We went back to the tent that our mothers shared, and there was a basin of clear water there. I halted, confused by it, and my sister laughed at me. Her laugh was still the same.
“Sister of mine,” she said to me, “I will still wed tonight.”
Our mothers came, and we washed together. It was not as easy as the baths in the qasr, but it was familiar. We shared the water bowl and the soft soap made from ashes and sheep fat. We rinsed
the lather from our bodies. My mother sang to us—the old songs, not any of the new ones they were singing for me—and when the desert air had dried us, we began to dress.
As she had said, my sister would take no pins from me to do her hair. It hung to her waist, straight and black and uncoiled. We put her veil over the top, securing it with the bone pins that she
had worn the day before. Her dishdashah was yellow, as I had seen in the dream; there, if I looked to see it, would be the spot of blood. I did not look. She wore no shoes, and so I left mine off
too. They could not have borne dancing in the desert sand, in any case.
My dress was blue, and as plain as I could manage. The serving girl had brought it, but I sent her back to wait with Lo-Melkhiin’s mother, and told her that my sister and mothers were help
enough for me. I did not braid my hair either, but let it fall as my sister had done. It was unseemly that a married woman should wear her hair loose under her veil, but I thought that if any man
tried to criticize me, I would only remind him whom it was he sought to wage war against.
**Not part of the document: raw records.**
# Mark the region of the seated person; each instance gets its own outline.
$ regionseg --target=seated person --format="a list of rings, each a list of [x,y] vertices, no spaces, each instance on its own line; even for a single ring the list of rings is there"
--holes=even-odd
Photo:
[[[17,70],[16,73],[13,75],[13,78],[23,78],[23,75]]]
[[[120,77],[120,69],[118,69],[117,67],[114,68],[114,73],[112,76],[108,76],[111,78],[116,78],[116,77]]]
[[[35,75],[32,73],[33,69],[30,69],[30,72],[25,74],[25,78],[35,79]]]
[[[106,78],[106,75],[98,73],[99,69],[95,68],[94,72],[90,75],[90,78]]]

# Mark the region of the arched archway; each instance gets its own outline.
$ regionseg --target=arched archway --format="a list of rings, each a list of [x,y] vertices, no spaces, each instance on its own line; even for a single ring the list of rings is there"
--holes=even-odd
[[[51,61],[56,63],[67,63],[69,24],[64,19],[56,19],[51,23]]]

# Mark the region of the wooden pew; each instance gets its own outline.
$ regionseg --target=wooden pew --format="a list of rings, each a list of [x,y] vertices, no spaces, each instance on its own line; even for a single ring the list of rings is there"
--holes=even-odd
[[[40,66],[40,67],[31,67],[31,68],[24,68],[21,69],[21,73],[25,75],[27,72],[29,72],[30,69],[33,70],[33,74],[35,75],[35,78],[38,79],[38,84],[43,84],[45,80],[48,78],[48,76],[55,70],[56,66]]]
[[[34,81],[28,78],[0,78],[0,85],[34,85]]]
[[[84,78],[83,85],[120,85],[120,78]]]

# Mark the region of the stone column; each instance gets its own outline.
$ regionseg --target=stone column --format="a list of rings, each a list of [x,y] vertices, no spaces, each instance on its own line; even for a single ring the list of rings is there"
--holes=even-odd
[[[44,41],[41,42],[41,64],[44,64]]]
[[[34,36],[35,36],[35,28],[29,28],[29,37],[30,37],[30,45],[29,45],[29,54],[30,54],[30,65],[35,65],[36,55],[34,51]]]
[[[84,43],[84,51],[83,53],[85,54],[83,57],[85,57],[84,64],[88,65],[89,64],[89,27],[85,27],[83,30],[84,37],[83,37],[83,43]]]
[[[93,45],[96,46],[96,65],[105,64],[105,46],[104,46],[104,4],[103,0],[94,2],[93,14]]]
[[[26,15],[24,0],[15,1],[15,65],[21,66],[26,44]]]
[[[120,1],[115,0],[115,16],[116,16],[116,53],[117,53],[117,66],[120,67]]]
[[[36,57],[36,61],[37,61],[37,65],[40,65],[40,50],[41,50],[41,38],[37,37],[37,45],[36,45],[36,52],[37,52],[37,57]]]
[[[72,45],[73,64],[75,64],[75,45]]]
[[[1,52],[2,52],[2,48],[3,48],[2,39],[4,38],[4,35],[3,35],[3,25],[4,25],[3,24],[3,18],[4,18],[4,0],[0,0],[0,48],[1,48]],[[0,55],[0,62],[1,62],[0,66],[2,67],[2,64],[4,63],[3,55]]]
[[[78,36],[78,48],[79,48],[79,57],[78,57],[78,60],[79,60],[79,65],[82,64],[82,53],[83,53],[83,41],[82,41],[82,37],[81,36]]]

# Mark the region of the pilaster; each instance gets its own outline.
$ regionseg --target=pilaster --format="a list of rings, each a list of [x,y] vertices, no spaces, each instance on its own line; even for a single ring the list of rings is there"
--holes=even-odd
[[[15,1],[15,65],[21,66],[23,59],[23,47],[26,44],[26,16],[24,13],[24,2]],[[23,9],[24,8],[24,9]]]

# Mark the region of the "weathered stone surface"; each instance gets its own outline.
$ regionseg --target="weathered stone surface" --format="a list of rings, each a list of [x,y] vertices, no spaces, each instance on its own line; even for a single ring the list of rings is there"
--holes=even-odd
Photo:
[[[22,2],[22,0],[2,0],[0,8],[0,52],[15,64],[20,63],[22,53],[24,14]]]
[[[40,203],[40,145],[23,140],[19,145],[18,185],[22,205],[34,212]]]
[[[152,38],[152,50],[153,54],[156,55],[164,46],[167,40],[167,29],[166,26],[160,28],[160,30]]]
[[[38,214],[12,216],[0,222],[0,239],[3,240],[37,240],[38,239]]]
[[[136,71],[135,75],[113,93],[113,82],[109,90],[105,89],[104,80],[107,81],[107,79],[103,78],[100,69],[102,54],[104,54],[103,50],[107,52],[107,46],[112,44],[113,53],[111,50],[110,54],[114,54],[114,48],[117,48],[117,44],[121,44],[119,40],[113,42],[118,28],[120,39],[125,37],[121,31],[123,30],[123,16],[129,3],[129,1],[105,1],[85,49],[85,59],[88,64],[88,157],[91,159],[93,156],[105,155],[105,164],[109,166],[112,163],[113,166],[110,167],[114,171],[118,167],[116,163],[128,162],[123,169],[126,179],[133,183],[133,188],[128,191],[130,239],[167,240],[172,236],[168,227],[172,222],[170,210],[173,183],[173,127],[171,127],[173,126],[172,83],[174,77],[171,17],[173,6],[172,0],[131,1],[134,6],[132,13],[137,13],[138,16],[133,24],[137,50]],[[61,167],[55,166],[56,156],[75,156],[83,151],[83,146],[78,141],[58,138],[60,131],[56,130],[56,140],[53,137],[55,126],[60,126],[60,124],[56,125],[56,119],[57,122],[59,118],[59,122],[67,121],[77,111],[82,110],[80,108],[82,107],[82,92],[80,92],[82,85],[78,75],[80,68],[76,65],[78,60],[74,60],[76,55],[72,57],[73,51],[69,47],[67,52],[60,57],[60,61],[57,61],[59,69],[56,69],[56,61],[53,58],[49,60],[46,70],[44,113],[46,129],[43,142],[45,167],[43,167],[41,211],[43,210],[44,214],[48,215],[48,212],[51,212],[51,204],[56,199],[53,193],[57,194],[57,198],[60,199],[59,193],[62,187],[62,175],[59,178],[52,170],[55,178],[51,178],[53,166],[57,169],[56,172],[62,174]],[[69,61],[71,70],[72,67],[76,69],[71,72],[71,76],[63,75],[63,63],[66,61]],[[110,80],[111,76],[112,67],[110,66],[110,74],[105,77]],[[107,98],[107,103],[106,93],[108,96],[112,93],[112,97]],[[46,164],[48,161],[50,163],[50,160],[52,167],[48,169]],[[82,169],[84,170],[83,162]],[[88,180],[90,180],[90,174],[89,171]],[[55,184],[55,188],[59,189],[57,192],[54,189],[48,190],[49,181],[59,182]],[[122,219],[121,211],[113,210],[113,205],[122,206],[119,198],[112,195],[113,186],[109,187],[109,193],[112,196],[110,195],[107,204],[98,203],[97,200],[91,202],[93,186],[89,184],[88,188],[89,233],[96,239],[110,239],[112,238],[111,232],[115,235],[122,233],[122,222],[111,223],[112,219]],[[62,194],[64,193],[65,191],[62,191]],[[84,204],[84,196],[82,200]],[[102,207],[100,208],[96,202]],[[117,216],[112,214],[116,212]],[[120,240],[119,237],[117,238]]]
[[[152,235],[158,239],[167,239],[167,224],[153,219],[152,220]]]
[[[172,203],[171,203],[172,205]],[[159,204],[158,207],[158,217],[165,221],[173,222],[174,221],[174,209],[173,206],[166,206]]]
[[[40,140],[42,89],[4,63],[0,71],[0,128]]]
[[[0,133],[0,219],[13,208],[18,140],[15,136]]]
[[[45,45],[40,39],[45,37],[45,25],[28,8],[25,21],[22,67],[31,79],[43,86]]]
As we dressed and my mother sang, the words of Lo-Melkhiin’s mother weighed heavy on my spirit. She was so sure he was a good man. I had seen flashes of that, or else I thought I had, but
I was not certain that there would be enough to resurrect him. If my father and his men were successful, there would be a dead king and no one to take his place. It would be as Sokath, His Eyes
Uncovered had feared—a dead king and no one but the grasping merchants and petty lords to take his place. We would fight until the children who tended the sheep were old, if they did not die
fighting themselves.
My dress was such a simple thing, for all it had come from the qasr, because I did not wish to outshine my sister on the day she wed. If I could think of a solution as simple as the dress, it
would be better for everyone, but my mind was too full of worry to think. When I closed my eyes to focus, I saw my father’s blood on Lo-Melkhiin’s hands, and my brother’s children
with no fathers left to care for them. There were too many people here, and too much noise. I could feel the copper fire burning inside of me, but I could not direct it. When I tried to spin it, it
unwound. When I tried to weave it, it tangled.
My mother painted my face with kohl, and my sister’s, too. I had to be patient. I had to get through the wedding feast and the dancing, and then, when the night was quiet, I would try to
find a good path for my copper fire to take. If it made me ill, Lo-Melkhiin would not be here to heal me, but there was nothing I could do about that. I had to make hard choices at every turn, it
seemed, but I needed make none of them yet.
My mother pulled me to my feet, and turned me slowly around before her. “My daughters are here together again,” she said to us. “And I am glad.”
My sister smiled, her heart showing in her eyes. I tried to do the same, but all I could manage was the smile itself. Quickly I pinned up my veil, hiding from all of them at once.